By Byron Mutingwende
Results from the 2016 Corruption Perception Index (CPI) placed Zimbabwe among the countries that scored below 50, on a scale from 0 (perceived to be highly corrupt) to 100 (perceived to be very clean), exposing the predominance of massive and pervasive public sector corruption.
This year, Zimbabwe moved one step up the index from 21 in 2015 to 22. On world rankings, Zimbabwe was at number 150 out of 175 and in 2016 it is on number 154 out of 176 countries.
The slight movement up the index can be attributed to the easy of doing business reforms being undertaken by the government. The reforms are meant to improve the public sector performance, service delivery to the people; and the investment climate by addressing the administrative and legislative bottlenecks that affect local and foreign investment.
Removing bureaucracy and red-tape curtails the institutional, process and procedural bottlenecks that constrain the conduct of business in Zimbabwe. In 2016, Zimbabwe witnessed a number of examples of grand corruption cases. There was massive corruption at power utility, Zimbabwe Electricity Supply Authority (ZESA) where millions of dollars were lost in tender scams.
There was also an outcry over the Dema Diesel Project with complaints over the way the tender was won by individuals with close links to the First Family. The corruption at the Zimbabwe Manpower Development Fund (ZIMDEF) also hogged the limelight and so was the rot exposed at the Zimbabwe Anti-Corruption Commission (ZACC) – a national body set up to investigate corruption. The list is endless with the National Social Security Authority, Greenfuel, Central Mechanical and Engineering Department (CMED) and others.
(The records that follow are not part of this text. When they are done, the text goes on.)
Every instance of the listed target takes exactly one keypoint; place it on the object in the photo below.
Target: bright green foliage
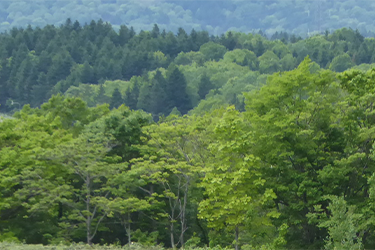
(116, 99)
(341, 63)
(233, 183)
(212, 51)
(295, 110)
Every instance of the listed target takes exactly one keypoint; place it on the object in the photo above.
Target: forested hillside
(141, 70)
(300, 17)
(186, 140)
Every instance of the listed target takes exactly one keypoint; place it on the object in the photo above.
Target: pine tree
(176, 91)
(101, 97)
(116, 99)
(205, 85)
(131, 96)
(158, 95)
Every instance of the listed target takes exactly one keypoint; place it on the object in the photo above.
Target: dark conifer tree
(116, 99)
(176, 90)
(205, 85)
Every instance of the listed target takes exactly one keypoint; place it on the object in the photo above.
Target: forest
(155, 139)
(301, 17)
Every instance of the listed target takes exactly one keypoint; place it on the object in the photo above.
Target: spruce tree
(205, 85)
(116, 99)
(131, 96)
(176, 91)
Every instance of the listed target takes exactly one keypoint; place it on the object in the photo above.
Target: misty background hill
(300, 17)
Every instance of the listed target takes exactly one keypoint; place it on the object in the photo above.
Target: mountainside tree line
(158, 71)
(294, 169)
(296, 16)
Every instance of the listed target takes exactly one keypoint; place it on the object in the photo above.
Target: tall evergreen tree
(176, 90)
(205, 85)
(116, 99)
(131, 96)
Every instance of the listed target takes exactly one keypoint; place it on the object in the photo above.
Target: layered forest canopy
(155, 70)
(186, 140)
(300, 17)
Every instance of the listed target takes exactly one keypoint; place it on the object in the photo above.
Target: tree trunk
(236, 246)
(127, 229)
(88, 218)
(172, 236)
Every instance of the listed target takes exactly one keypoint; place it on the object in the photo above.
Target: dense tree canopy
(300, 17)
(187, 140)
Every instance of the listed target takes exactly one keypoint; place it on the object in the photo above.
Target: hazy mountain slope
(297, 16)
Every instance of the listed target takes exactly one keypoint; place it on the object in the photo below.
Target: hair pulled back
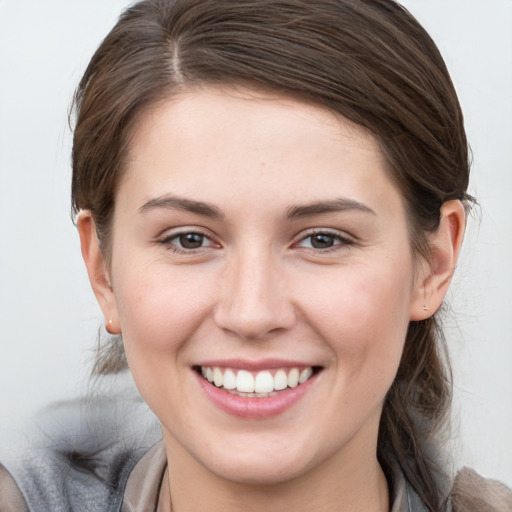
(367, 60)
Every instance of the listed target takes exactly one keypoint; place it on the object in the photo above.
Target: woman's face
(259, 240)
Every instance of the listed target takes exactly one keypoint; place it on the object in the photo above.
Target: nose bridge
(254, 302)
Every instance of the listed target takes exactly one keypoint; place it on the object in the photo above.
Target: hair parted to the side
(367, 60)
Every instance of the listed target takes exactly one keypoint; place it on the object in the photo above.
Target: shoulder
(473, 493)
(11, 499)
(78, 452)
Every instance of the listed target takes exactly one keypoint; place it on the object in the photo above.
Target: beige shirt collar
(146, 483)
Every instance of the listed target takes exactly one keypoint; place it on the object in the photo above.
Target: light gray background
(48, 315)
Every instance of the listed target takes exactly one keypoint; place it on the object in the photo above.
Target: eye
(187, 241)
(323, 240)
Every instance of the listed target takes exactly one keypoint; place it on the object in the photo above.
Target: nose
(254, 304)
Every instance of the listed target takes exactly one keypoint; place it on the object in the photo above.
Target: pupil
(191, 240)
(322, 241)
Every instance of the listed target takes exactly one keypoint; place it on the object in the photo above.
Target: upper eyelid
(324, 231)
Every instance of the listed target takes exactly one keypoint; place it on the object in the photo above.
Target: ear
(436, 273)
(97, 271)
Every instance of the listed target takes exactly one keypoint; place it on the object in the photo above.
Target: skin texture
(258, 288)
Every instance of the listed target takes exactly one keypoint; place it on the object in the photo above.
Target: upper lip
(262, 364)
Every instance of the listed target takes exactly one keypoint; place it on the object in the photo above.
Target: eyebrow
(178, 203)
(295, 212)
(340, 204)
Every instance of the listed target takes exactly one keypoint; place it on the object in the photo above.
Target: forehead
(245, 140)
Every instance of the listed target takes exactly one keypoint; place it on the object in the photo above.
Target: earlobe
(445, 245)
(97, 270)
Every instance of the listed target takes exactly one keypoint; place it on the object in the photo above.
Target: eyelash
(339, 241)
(168, 241)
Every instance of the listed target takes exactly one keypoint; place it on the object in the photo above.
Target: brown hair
(367, 60)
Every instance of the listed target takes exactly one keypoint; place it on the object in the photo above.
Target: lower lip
(255, 408)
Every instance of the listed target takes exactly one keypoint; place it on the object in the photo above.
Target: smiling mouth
(260, 384)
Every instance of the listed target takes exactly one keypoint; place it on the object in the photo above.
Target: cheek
(363, 316)
(158, 310)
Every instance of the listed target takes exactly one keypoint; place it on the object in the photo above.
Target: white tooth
(217, 377)
(280, 380)
(245, 382)
(264, 382)
(229, 380)
(305, 374)
(293, 378)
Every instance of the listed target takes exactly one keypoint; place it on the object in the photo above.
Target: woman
(271, 200)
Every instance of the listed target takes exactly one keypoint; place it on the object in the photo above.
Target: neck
(330, 486)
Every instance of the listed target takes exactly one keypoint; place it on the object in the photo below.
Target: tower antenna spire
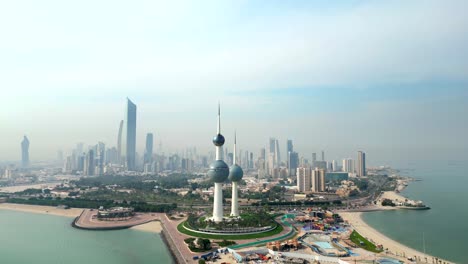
(219, 118)
(234, 161)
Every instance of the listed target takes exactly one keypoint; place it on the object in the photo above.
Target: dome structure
(218, 140)
(219, 171)
(236, 173)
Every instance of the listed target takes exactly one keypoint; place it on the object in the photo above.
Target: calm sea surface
(48, 239)
(444, 187)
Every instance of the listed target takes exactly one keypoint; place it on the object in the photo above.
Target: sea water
(48, 239)
(443, 230)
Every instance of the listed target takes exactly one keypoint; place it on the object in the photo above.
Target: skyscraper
(318, 180)
(303, 179)
(130, 134)
(218, 172)
(348, 165)
(293, 162)
(289, 146)
(119, 143)
(89, 163)
(361, 164)
(277, 153)
(100, 159)
(25, 152)
(148, 155)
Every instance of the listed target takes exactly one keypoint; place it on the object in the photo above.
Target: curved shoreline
(395, 249)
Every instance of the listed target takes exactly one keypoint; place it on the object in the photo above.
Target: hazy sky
(388, 77)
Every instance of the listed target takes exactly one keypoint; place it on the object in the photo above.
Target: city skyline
(275, 78)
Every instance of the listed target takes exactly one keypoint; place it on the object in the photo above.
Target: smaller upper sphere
(218, 140)
(219, 171)
(236, 173)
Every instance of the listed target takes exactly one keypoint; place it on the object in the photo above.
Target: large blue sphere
(218, 140)
(236, 173)
(219, 171)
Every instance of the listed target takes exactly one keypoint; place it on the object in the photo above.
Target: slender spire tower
(235, 175)
(218, 172)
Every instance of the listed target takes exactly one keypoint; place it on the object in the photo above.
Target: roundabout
(235, 229)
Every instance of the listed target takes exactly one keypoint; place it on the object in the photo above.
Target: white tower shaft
(235, 200)
(218, 202)
(219, 149)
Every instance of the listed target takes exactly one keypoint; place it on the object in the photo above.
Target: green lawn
(360, 241)
(273, 232)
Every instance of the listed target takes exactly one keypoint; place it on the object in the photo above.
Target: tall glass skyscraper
(130, 135)
(25, 152)
(148, 157)
(361, 165)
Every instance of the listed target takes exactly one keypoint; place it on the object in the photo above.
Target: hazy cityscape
(233, 132)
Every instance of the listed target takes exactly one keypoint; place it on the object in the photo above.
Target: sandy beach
(72, 212)
(394, 248)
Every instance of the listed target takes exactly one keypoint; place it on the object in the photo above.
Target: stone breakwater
(176, 256)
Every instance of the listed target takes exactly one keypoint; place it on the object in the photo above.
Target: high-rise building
(130, 135)
(277, 154)
(318, 180)
(289, 146)
(148, 155)
(89, 165)
(25, 152)
(119, 143)
(303, 175)
(293, 163)
(319, 164)
(361, 164)
(274, 158)
(100, 158)
(348, 165)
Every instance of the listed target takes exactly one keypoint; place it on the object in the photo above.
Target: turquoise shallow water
(444, 187)
(47, 239)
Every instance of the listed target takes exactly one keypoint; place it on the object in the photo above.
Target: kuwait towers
(235, 175)
(218, 172)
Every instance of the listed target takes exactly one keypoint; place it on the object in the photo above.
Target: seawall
(168, 240)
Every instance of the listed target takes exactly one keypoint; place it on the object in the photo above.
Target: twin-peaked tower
(219, 172)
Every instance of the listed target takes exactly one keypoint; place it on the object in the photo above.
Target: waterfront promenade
(88, 220)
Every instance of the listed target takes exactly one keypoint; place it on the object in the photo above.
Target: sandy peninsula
(52, 210)
(154, 226)
(394, 248)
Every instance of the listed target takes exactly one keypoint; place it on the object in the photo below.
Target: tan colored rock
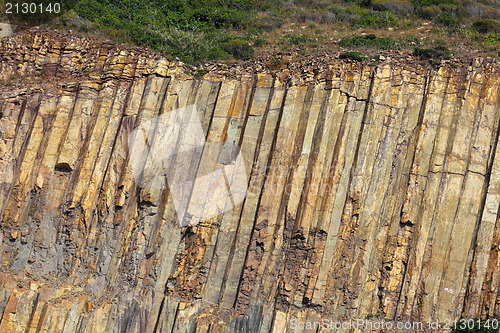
(370, 192)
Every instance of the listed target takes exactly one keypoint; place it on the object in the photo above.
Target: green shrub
(492, 38)
(353, 55)
(478, 326)
(397, 6)
(487, 25)
(238, 49)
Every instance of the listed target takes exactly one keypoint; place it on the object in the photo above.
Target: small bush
(487, 25)
(259, 42)
(238, 49)
(353, 55)
(269, 23)
(435, 53)
(492, 38)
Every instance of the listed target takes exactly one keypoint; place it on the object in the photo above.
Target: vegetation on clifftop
(199, 30)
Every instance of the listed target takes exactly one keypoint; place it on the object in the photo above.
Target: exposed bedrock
(371, 190)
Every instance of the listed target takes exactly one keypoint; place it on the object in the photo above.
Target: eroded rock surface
(373, 190)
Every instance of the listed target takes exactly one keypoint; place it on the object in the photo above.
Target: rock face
(371, 191)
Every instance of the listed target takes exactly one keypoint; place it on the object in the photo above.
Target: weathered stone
(369, 191)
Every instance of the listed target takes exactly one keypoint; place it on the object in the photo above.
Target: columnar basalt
(372, 190)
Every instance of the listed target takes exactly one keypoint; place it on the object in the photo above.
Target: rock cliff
(373, 190)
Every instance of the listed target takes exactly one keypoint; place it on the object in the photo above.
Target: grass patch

After a year of focus on public sector corruption, Transparency International Zimbabwe expects the government to take a tougher position against the abuse of authority through making public spending and contracting more transparent and making public officials more accountable to people. The Corruption Perceptions Index 2016 results demonstrate that societies continue to pay the high cost of corruption in Zimbabwe.
Public sector corruption denies the citizens access to basic social services like health, housing and education. There is need to interrogate the economic and human cost of corruption.
The CPI results are reflective of the widening gap between the rich and the poor. It is sad that Zimbabweans just talk about corruption for a while and then forget about it. There should be sanctioning of the corrupt.
Transparency International Zimbabwe encourages the establishment of mechanisms of tracing where the loot will be hidden and the promotion of a robust debate around asset recovery as enshrined in the United Nations Convention Against Corruption (UNCAC).